Letter writer Samuel Rosenthal (March 12) falls victim to a common misunderstanding about how property tax reassessments work. The goal is fairness, so what is actually being reset is your property’s new valuation relative to all the other new valuations. Following the reassessments, this is done by recalculating the tax rate so that the total amount of taxes collected with the new assessments equals the total collected under the old assessments. Let’s use Mr. Rosenthal’s example to see how this would actually work:
He starts with a current tax rate of $22.31 per $1,000 of assessed valuation, and says if a house currently assessed at $200,000 receives a new assessment of $300,000, the tax bill would rise from $4,462 to $6,993. What’s missing is the resetting of the tax rate. If, for example, the new total of all assessments is 50 percent higher than the old total, then his tax bill would not change at all, since the new rate would be set at $14.87 per $1,000 assessed value.
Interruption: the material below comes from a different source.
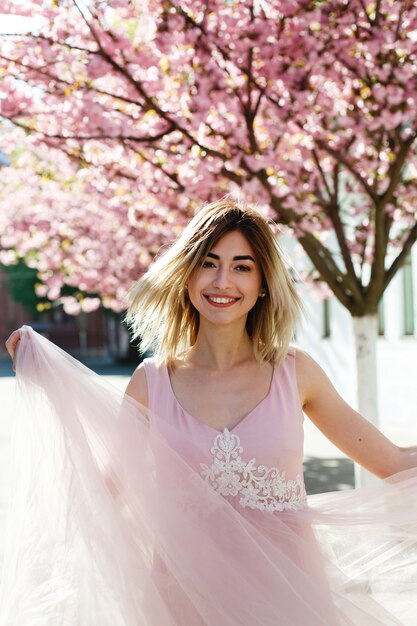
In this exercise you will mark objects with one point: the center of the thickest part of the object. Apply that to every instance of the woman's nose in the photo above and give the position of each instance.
(222, 279)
This is the rate that would yield the same total tax collection as the previous total.
The fairness is found in the relative change in valuations from one property to the next. If your property valuation rises more than the average, then your tax will increase, but only to the extent you exceed the average valuation increase. If your new assessment rises less than the average (or even falls), then your tax bill will decrease.
After 15 years, it’s time to reset the fairness.